Extreme Environments: Hydrothermal settings for early life on Earth or Mars


Tuesday, July 07 2015 - 12:00 pm, PDT
Kathy Campbell
University of Auckland

It is well known that New Zealand hosts spectacular hot-springs associated with a live super-volcano. Less well known is that these geothermal systems are rapidly mineralizing, entombing within silica a biota adapted to high temperatures, and thus serving as an extreme environment analog in the continuing search for the earliest signs of life on Earth and potentially other planets, such as Mars. This hypothesis stems from the following observations – the deepest roots of today’s “Tree of Life” constitute heat-loving microbes in hot springs; some Precambrian settings for early life were silica-rich and hydrothermally influenced; and siliceous deposits recently found by Martian rover Spirit are interpreted as hot-spring related.

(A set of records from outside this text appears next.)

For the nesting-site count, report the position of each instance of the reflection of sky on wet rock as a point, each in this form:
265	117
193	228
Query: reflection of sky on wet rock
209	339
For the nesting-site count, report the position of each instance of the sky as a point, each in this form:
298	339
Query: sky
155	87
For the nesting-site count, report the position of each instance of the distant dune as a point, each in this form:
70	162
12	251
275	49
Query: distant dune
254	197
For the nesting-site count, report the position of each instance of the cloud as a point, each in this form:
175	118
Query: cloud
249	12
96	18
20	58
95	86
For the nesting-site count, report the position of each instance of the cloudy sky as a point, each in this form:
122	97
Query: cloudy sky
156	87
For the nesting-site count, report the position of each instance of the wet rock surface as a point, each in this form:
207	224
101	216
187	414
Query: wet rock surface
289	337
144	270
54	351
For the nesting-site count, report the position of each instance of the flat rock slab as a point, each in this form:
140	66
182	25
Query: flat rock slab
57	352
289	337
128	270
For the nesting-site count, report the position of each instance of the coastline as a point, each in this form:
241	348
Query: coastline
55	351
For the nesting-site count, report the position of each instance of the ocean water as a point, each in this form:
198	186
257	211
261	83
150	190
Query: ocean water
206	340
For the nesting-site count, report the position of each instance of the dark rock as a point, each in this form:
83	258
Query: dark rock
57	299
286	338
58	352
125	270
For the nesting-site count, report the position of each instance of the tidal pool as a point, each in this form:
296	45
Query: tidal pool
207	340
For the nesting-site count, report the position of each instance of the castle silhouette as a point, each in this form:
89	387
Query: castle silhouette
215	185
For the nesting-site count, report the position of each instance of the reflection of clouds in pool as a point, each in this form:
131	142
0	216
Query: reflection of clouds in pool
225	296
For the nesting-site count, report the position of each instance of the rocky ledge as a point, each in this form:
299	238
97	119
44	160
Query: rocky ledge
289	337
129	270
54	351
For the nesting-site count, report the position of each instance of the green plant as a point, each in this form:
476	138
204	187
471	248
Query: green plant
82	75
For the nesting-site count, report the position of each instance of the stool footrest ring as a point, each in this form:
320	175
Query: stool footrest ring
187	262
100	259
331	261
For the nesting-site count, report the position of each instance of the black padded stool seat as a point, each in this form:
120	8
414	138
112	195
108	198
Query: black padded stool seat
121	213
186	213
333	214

The problem in trying to peer back into “deep time” on Earth is that the very old rocks which may contain the earliest traces of life also tend to be very “beaten up” by later geological events. It can be difficult to prove both biogenicity and original environmental setting in altered rocks billions of years old. Hence, Kathleen Campbell’s research examines siliceous hot-spring deposits to track the integrity of their fossil preservation through time. This method allows us to follow microbes as they “turn to stone” and to examine their history far back into the geological record, thereby fine-tuning studies on the recognition of early terrestrial life. The research has led to discovery of giant, Yellowstone-style, paleo-geothermal systems in the Late Jurassic (150-million-year-old) of Patagonia, Argentina. It also has confirmed hydrothermal signatures in fossil microbe-rich, 3.33 billion-year-old shallow marine rocks of South Africa.